When it came to be Francis's time to speak, he almost thought that he might not be able to say anything freely because of the immense feeling that the statements of his predecessors had brought him. All the time, he had felt as if his insides were being torn up by some ancient beast and all that was left of his organs were hanging shreds. It wasn't that he couldn't speak; he certainly could have said something, but that he never allowed himself to say anything without a coolness and calm which allowed for clear of thought and logical conclusions. He would never be the one to stand before a crowd and shout hyperbolic statements meant to prey on the emotions of his hearers as the Good Fellows did. He would always be the tranquil, trustworthy, level-headed voice of reason which demanded much and threatened naught at all. As to whether his insides reflected his outer display of composure or not, that was another matter better left untouched.

He lifted his eyes from the notes on which they had fallen and yet had never truly seen, and with a raw smile he passed a speculative glance at Jacob Melee, the distinguished professor who had spoken before him. In him, Francis had placed much of his hope, and in him he had been sorely disappointed, because he had gone out of his way to make an appeal for unity amongst the churchmen with the supporters of the proposed Altruic exclusion. He had gone so far as to say that it would be better to part company with the Altruites than to lose their Garman brothers who were still "weak" in their faith, but Francis would have none of it and would go so far as to walk it back, step-by-step, right in the other direction.

"You must be careful that the apparent weakness of some does not become the bullying strength of another's downfall," Francis said in his usual firm, slightly throaty way of speaking. "If these, our fellow members, are really so weak as you all say, then tell me why it is that they insist on a law to the exclusion of their brothers? Perhaps we should convene a council to decide it. I am well aware that it has not been done for some time, but how else could we prevent the wishes of the weak from becoming the heretical law of the strong over the other members? Who but a Kingsmen Council could decide such a thing and lay down such a law as to exclude some of our members? It would be schism then, wouldn't it? But that is not such a terrifying thing. We should thank God for the hour of confession, for this hour of decision in which we stand, all the while remembering that God's highest gift to us is peace."

When the meeting broke, he caught Melee again outside, and he was not so kind to him then. He tracked him to the university's main plaza, and pointing a finger at him in an accusatory fashion, spouted out a sharp rebuke. "What have you done?" Francis demanded. "You will encourage these incorrigible fools to their deaths and drag us along with them! I refuse to believe that you are so blind that you cannot see that there can be no compromise here!"

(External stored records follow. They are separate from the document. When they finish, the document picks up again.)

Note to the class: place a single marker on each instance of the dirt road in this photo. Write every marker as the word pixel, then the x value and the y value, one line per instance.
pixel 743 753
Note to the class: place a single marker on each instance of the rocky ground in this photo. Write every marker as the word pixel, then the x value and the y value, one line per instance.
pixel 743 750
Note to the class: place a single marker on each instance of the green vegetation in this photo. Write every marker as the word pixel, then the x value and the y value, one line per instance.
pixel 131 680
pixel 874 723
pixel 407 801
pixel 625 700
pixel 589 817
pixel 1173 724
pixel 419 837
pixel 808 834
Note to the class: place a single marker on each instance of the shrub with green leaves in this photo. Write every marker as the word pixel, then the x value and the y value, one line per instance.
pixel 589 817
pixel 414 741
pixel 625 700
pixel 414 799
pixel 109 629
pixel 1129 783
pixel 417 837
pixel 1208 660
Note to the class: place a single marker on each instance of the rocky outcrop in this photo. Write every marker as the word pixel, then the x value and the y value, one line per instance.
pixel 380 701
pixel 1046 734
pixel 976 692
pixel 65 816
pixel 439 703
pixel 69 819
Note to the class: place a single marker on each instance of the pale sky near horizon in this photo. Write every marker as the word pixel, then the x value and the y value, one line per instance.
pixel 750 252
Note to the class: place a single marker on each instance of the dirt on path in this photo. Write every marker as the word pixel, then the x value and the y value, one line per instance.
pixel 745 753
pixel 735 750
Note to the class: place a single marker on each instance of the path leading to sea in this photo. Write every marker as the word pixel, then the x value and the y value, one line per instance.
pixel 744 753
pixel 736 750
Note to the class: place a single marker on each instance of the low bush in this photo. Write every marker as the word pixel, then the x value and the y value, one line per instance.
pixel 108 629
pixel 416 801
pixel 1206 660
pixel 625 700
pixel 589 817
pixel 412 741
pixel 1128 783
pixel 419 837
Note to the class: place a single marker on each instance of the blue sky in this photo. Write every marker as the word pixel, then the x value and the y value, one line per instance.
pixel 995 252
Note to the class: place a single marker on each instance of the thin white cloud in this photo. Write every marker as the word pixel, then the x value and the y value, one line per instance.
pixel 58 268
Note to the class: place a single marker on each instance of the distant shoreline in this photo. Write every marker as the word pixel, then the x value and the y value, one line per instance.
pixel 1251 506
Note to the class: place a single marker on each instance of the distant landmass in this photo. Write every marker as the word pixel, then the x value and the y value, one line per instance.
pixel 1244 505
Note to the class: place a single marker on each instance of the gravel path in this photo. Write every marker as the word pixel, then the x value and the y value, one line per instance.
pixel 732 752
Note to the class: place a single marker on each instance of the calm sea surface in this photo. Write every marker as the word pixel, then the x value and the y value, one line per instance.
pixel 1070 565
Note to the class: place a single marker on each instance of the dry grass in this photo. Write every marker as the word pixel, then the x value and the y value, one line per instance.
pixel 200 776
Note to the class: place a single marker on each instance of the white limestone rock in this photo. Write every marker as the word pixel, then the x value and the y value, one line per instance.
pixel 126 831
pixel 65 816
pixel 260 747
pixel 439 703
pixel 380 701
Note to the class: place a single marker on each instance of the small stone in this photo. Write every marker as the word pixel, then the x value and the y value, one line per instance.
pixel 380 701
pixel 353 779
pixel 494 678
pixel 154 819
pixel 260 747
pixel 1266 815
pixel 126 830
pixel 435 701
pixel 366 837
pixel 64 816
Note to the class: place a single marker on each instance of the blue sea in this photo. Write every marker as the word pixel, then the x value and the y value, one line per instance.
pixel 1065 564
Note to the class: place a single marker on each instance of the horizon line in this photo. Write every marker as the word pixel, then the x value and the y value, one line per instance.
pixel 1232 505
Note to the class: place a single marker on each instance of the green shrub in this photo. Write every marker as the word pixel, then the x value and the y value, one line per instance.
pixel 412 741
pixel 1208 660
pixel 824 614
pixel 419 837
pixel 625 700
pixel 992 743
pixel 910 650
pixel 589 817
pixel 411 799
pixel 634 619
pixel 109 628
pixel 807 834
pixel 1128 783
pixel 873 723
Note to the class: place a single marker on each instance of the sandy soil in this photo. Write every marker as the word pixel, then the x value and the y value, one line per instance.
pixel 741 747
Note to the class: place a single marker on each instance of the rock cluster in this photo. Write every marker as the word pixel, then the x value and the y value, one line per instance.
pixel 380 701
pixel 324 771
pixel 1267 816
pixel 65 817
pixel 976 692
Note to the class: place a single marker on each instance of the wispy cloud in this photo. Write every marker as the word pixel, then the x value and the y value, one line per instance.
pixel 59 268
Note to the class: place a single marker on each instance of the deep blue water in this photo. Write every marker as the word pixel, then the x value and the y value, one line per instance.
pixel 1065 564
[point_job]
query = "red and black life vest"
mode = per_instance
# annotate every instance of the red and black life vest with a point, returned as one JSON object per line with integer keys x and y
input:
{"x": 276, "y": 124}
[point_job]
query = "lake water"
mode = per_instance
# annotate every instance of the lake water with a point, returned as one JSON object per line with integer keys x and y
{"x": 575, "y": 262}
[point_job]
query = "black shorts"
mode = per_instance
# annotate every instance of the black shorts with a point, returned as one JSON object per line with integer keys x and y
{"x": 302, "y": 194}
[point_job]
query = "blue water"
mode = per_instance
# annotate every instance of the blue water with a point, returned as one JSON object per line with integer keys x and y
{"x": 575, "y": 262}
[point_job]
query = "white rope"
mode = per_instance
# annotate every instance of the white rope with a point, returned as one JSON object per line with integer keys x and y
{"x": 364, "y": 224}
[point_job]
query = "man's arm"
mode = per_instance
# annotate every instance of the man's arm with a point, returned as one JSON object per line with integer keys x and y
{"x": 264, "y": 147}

But his words were met with only a blank look and a void stare from the face of his colleague. "Professor LaPorte, what on earth are you talking about?" Melee said, as if he could not understand the man's overwhelming passion or possibly imagine what would have driven him to such care on such an underwhelming subject of interest, and he walked away as though the entire exchange had been conducted without meaning, leaving Francis standing in the center of the University Plaza feeling very much alone.